The tropism of a Thailand strain of highly pathogenic avian influenza H5N1 virus was demonstrated on tissues (lung, trachea, heart, liver, spleen, pancreas, rectum, kidney, brain, skeletal muscle, duodenum, and oviduct) from naturally infected native chickens (Gallus gallus), Japanese quail (Coturnix coturnix japonica) and ducks (Anas spp.) by indirect immunofluorescence assay. In chickens and quail, the distribution and localization of nucleoprotein viral antigen was similar and detected at the highest level in cardiac myocytes, at 88% (chickens) and 89% (quail), and respiratory, digestive and urinary systems all showed high levels of antigen.

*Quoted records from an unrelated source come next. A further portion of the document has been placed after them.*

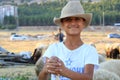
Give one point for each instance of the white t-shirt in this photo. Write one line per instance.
(75, 59)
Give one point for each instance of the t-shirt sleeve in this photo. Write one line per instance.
(92, 57)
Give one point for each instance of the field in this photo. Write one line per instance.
(96, 35)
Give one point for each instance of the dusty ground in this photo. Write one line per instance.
(96, 35)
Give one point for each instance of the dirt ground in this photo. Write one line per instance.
(96, 35)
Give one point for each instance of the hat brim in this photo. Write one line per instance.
(87, 17)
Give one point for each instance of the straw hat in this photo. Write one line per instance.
(73, 9)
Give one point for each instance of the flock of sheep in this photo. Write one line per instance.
(108, 69)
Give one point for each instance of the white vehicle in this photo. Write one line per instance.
(18, 37)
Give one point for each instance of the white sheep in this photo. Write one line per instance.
(108, 70)
(111, 65)
(102, 74)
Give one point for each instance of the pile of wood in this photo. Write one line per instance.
(12, 59)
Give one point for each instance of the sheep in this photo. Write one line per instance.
(102, 74)
(111, 65)
(108, 70)
(112, 50)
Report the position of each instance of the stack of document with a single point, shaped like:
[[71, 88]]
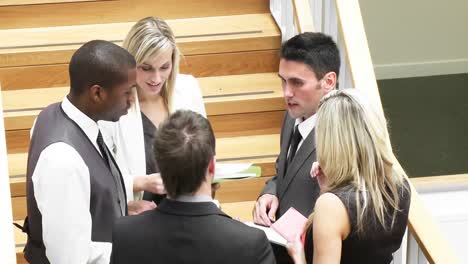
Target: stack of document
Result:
[[230, 171]]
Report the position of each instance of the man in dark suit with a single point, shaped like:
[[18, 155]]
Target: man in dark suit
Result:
[[308, 69], [187, 227]]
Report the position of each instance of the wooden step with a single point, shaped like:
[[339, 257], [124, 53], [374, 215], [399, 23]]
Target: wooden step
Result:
[[206, 65], [48, 13], [236, 105], [261, 150], [237, 210]]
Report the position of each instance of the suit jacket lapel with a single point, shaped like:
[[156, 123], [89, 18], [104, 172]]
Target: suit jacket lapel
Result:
[[189, 209], [306, 149]]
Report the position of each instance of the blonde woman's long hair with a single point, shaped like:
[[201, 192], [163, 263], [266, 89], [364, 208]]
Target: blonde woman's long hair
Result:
[[353, 149], [148, 38]]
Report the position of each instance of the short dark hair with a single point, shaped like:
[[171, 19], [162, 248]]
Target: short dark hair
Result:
[[184, 145], [99, 62], [316, 50]]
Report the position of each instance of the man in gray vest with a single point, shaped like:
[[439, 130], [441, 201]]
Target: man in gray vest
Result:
[[75, 190], [187, 226]]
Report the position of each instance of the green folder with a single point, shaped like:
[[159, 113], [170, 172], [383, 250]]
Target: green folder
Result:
[[254, 170]]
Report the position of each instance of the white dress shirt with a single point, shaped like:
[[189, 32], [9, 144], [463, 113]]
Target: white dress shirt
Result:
[[126, 139], [62, 192], [305, 127]]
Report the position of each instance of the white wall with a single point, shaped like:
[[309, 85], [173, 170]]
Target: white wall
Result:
[[7, 243], [417, 37]]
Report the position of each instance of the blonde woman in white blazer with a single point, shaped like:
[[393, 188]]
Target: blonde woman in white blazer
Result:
[[160, 91]]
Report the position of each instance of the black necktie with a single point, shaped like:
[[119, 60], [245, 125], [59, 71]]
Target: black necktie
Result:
[[296, 138], [114, 169]]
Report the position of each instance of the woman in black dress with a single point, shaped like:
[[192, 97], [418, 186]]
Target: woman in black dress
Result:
[[362, 212]]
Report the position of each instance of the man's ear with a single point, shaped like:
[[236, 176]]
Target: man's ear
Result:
[[96, 93], [328, 82]]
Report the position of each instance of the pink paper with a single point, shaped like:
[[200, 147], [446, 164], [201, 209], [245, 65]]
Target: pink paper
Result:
[[290, 224]]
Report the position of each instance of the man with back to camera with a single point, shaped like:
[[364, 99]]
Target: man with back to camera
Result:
[[75, 190], [187, 226], [308, 69]]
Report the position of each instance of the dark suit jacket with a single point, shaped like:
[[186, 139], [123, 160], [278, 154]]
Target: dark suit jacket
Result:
[[293, 186], [182, 232]]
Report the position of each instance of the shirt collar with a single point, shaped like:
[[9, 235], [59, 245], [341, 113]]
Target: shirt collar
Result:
[[306, 126], [195, 199], [89, 127]]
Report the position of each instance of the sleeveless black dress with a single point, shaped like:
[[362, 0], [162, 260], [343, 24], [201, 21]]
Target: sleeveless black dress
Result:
[[378, 245], [149, 132]]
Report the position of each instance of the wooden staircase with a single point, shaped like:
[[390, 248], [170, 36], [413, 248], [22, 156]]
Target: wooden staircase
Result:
[[231, 47]]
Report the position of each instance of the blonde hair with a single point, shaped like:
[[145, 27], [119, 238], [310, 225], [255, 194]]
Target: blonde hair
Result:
[[353, 149], [148, 38]]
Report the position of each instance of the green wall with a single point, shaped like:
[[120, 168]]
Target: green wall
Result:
[[428, 121]]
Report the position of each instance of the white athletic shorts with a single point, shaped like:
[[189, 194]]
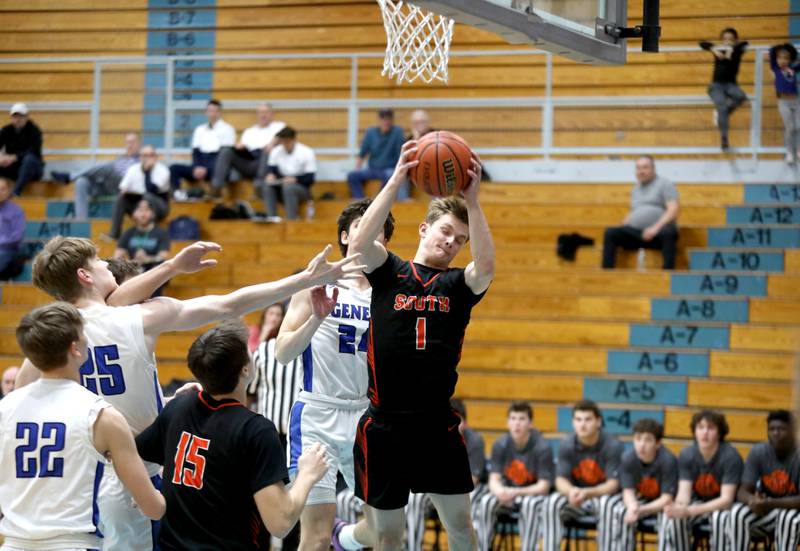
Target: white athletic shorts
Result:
[[333, 423]]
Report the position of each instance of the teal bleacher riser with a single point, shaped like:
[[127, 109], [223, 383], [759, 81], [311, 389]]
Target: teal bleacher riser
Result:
[[736, 260], [660, 362], [771, 193]]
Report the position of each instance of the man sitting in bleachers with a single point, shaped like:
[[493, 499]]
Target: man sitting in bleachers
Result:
[[21, 149], [587, 478], [649, 479], [103, 179], [709, 472], [292, 169], [146, 180], [12, 229], [249, 156], [207, 140], [521, 476], [769, 497], [651, 222]]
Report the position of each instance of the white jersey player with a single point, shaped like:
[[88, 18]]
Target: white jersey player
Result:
[[121, 341], [329, 327], [53, 437]]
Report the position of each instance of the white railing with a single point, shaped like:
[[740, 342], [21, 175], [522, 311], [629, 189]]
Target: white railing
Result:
[[547, 103]]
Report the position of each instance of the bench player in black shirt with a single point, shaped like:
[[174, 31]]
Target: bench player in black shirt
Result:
[[224, 466], [408, 440]]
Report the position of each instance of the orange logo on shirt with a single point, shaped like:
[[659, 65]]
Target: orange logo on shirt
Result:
[[518, 473], [706, 486], [589, 472], [779, 484], [648, 487]]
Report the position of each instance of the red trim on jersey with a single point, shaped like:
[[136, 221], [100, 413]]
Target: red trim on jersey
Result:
[[416, 275], [373, 390], [216, 408]]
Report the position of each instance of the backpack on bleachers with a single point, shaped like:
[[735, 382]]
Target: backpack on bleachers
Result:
[[184, 228]]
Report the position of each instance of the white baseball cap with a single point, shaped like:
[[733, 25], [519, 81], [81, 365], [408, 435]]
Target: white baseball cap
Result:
[[19, 109]]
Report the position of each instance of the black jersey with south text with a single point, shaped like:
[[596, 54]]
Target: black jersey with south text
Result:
[[418, 319], [216, 455]]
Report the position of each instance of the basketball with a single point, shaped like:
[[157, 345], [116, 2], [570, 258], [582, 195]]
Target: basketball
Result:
[[444, 159]]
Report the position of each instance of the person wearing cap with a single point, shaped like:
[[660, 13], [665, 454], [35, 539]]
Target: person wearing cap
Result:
[[381, 149], [147, 180], [21, 149]]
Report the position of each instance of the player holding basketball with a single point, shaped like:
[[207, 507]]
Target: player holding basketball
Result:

Antigen in duck tissues were detected at significantly lower levels (P < 0.05) with the exception of brain and skeletal muscle samples. In most cases, antigen in duck tissue was absent in the digestive organs but present in respiratory organs, which supports the hypothesis that aerosol and oral-oral transmission are the main method of highly pathogenic avian influenza virus transmission from this species.